Kuran-i Kerim Suresi Nuh ayet 8
Qur'an Surah Nuh Verse 8
Nuh [71]: 8 ~ TÜRKÇE - DİYANET KURAN MEALİ (Word by Word)
ثُمَّ اِنِّيْ دَعَوْتُهُمْ جِهَارًاۙ (نوح : ٧١)
- thumma
- ثُمَّ
- Then
- sonra
- innī
- إِنِّى
- indeed I
- elbette ben
- daʿawtuhum
- دَعَوْتُهُمْ
- invited them
- onları da'vet ettim
- jihāran
- جِهَارًا
- publicly
- açıkça
Transliteration:
Summa innee da'aw tuhum jihaara(QS. Nūḥ:8)
English Sahih International:
Then I invited them publicly. (QS. Nuh, Ayah 8)
Diyanet Isleri:
"Sonra, doğrusu ben onları açıkça çağırdım." (Nuh, ayet 8)
Abdulbaki Gölpınarlı
Sonra onları, gerçekten de yüksek sesle çağırdım.
Adem Uğur
Sonra, ben kendilerine haykırarak davette bulundum.
Ali Bulaç
"Sonra onları açıktan açığa davet ettim."
Ali Fikri Yavuz
Sonra ben, onları aşikâre olarak (tevbeye) çağırdım.
Celal Yıldırım
Sonra gerçekten ben onları açıkça (hakk´a, doğru yola) çağırdım,
Diyanet Vakfı
Sonra, ben kendilerine haykırarak davette bulundum.
Edip Yüksel
"Sonra onları açıkça çağırdım."
Elmalılı Hamdi Yazır
"Sonra ben onları açık açık çağırdım."
Fizilal-il Kuran
Sonra, doğrusu ben onları açıkça çağırdım.
Gültekin Onan
"Sonra onları açıktan açığa davet ettim."
Hasan Basri Çantay
«Sonra ben onları hakıykaten en yüksek ses (im) le çağırdım».
İbni Kesir
Sonra ben; onları gerçekten açıkça çağırdım.
İskender Ali Mihr
Sonra muhakkak ki ben onları cehren (açıkça) davet ettim.
Muhammed Esed
Doğrusu, ben onları açık açık çağırdım;
Muslim Shahin
Sonra, ben kendilerine haykırarak davette bulundum.
Ömer Nasuhi Bilmen
(7-8) «Muhakak ki ben onlar için mağfiret buyurasın diye kendilerini her ne zaman dâvet etti isem parmaklarını kulaklarına tıkadılar ve libaslarına büründüler ve ısrar ettiler ve böbürleniverdiler.
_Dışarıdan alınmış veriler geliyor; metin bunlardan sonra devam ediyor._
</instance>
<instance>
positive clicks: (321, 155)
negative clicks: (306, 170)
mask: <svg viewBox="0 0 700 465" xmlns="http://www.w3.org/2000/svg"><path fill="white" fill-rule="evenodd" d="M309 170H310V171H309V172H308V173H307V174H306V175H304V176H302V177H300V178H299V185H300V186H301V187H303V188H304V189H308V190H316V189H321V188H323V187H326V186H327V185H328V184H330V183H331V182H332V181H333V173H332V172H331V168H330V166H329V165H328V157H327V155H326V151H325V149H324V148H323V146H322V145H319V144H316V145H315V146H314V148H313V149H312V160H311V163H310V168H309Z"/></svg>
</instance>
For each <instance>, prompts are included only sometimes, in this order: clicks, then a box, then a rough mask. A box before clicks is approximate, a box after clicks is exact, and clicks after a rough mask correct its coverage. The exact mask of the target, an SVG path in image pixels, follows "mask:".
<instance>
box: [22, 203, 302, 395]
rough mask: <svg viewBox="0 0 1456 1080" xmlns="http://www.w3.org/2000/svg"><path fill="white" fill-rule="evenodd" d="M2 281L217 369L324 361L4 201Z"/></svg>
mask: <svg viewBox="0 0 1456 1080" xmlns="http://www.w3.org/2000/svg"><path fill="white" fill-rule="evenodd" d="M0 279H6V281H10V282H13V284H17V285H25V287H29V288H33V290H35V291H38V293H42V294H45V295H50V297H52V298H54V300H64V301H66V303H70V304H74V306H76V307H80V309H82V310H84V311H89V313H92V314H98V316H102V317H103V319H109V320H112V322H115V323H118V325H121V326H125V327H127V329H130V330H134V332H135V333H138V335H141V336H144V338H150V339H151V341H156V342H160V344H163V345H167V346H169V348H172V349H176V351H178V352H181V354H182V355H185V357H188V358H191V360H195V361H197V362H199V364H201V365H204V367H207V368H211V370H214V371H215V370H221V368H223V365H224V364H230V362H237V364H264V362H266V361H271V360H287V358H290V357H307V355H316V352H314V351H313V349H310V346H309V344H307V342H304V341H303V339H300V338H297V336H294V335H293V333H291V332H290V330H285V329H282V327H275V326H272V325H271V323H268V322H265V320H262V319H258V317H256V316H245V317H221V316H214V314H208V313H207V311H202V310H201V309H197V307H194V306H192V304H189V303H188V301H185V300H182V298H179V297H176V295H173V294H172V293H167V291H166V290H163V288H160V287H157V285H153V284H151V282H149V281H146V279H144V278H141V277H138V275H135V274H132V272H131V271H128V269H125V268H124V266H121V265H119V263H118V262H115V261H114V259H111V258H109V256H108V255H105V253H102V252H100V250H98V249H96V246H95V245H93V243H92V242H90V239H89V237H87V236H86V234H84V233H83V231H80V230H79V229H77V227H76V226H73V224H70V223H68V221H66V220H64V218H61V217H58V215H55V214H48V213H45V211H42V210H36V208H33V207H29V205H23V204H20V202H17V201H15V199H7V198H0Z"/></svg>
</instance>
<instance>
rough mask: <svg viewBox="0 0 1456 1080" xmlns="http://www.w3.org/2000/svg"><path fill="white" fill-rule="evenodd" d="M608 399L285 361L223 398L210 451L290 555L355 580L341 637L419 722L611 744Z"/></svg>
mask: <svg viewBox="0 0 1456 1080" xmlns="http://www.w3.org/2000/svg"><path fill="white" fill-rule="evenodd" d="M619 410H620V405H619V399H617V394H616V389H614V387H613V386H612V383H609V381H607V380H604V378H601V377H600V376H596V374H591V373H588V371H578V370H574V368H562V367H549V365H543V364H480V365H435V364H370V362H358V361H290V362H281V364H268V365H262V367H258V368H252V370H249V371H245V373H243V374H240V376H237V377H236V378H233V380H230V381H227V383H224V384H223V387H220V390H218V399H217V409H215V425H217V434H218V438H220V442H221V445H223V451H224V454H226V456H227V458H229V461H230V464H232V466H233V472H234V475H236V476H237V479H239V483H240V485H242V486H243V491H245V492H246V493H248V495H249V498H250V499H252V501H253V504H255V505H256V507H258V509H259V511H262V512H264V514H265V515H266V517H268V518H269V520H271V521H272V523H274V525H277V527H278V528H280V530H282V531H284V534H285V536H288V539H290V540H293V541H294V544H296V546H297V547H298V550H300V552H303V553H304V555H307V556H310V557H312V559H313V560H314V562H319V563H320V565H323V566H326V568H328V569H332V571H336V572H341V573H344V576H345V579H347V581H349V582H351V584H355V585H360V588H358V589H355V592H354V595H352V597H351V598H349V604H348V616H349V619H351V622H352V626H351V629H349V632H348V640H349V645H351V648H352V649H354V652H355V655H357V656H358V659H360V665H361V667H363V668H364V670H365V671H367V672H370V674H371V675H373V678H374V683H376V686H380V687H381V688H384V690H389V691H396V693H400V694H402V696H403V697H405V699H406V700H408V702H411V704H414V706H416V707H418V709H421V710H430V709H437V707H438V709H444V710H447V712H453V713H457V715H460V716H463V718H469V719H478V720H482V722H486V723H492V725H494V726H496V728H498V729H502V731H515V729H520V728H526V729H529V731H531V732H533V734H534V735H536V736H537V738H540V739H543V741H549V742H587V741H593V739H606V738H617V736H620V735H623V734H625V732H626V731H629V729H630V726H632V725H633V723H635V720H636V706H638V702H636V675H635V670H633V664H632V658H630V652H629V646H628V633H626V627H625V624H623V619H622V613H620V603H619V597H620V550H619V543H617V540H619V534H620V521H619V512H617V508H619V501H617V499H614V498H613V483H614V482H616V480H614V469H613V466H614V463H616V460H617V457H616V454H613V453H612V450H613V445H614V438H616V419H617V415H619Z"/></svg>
Sonra muhakkak ki ben onları, apaçık dâvet ettim.»
Rowwad Translation Center
Sonra, ben onları açıktan açığa davet ettim.
Şaban Piriş
Sonra ben onları açıktan açığa çağırdım.
Shaban Britch
Sonra ben onları açıktan açığa davet ettim.
Suat Yıldırım
Ben onları bu sefer yüksek sesle dâvet etmeye başladım.
Süleyman Ateş
Sonra ben onları açıkça da'vet ettim.
Tefhim-ul Kuran
«Sonra ben onları açıktan açığa da davet ettim.»
Yaşar Nuri Öztürk
"Sonra onları daha açık bir biçimde çağırdım."